One of the solutions we settled with was to bake a single color for triangles under a certain size. This allows us to draw them with OpenGL much more efficiently, as no texture is needed, but at the cost of some realism. If each triangle is only a single color, the end result looks unrealistic when viewed up close.
If we changed a reconstructed scene to another material like mirror or glass, we could traverse it in real time because only a single ray / pixel is needed, and we can ignore texture baking entirely.
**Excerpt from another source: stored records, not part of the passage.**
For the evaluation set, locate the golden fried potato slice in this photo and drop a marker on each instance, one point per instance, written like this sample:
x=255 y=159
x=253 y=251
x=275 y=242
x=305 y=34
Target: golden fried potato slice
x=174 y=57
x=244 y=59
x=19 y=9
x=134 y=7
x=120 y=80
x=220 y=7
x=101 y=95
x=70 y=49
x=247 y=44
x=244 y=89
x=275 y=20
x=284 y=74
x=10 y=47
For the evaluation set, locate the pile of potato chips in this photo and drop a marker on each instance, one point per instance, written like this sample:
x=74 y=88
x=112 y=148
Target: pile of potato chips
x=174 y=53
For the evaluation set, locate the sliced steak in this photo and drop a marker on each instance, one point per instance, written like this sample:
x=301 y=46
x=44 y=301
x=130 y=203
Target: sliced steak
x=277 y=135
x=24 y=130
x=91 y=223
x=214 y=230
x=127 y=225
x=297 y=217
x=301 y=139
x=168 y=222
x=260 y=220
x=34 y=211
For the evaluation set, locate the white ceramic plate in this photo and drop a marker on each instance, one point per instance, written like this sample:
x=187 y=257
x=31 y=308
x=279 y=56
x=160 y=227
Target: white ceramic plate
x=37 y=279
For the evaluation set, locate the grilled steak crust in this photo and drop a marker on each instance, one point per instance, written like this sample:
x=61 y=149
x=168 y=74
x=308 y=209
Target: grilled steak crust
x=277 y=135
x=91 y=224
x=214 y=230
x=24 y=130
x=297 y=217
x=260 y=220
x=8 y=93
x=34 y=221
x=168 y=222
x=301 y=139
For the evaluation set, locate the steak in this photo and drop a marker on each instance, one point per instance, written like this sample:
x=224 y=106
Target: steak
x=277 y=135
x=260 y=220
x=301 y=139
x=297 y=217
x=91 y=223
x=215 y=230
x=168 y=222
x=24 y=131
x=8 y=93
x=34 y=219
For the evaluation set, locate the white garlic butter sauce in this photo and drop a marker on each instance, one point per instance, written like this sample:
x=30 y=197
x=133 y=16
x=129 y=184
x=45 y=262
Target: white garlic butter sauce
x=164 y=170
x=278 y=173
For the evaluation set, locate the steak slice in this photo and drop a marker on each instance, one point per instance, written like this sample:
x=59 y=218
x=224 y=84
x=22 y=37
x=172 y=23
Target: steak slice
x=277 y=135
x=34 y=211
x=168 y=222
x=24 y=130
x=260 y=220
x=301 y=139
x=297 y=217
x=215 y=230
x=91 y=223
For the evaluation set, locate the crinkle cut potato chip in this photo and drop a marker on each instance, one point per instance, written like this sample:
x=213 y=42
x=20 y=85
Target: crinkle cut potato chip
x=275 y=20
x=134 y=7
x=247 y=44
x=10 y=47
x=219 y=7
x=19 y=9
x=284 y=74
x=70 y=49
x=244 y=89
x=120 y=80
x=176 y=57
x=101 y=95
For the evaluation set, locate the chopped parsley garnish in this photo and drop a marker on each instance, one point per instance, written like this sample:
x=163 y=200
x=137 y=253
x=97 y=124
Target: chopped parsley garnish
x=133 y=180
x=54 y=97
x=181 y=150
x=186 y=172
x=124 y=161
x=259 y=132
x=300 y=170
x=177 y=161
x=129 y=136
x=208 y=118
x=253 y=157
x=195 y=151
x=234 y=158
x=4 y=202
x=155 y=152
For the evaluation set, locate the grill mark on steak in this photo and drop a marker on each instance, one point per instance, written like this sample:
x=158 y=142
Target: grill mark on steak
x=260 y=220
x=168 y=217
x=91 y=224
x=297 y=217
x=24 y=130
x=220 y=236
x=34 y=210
For example, this is a video we rendered offline using a scan of Leo’s face. There are 3 copies of the face using mirror, glass, and diffuse materials. Each is around 50k triangles, which corresponds to 150k draw calls every frame. Still, this will render at an ok fps (~2-5) because the none of the “face” triangles are drawn with textures. This is also why the diffuse face looks pixellated.
Although we weren’t able to perform realtime performance on reconstructed scenes, sample images are displayed below. At 1 sample per pixel, traversing the scene in realtime operated at around 1 frame per second.
The GIF below demonstrates a traversal of a reconstructed scene with ray tracing. It is sped up by 10 times. Notice the noisy parts of the images, a result of only taking 1 sample per pixel.
- 3D Reconstruction (Open3D): [http://vladlen.info/papers/scene-reconstruction-POI.pdf]
- 3D Reconstruction (OpenARK): [https://www.youtube.com/watch?v=kDTkPS060T0]
Adam was responsible for obtaining 3D reconstructions, processing the triangle meshes, and modifying the pathtracer pipeline to allow for large meshes with individually colored triangles.
Leo was responsible for the optimizations such as texture baking and bidirectional ray tracing to speed up the ray tracer to approach realtime performance.
Mitchell was responsible for using Blender to augment virtual scenes and helping process reconstructed real scenes to incorporate different BSDFs.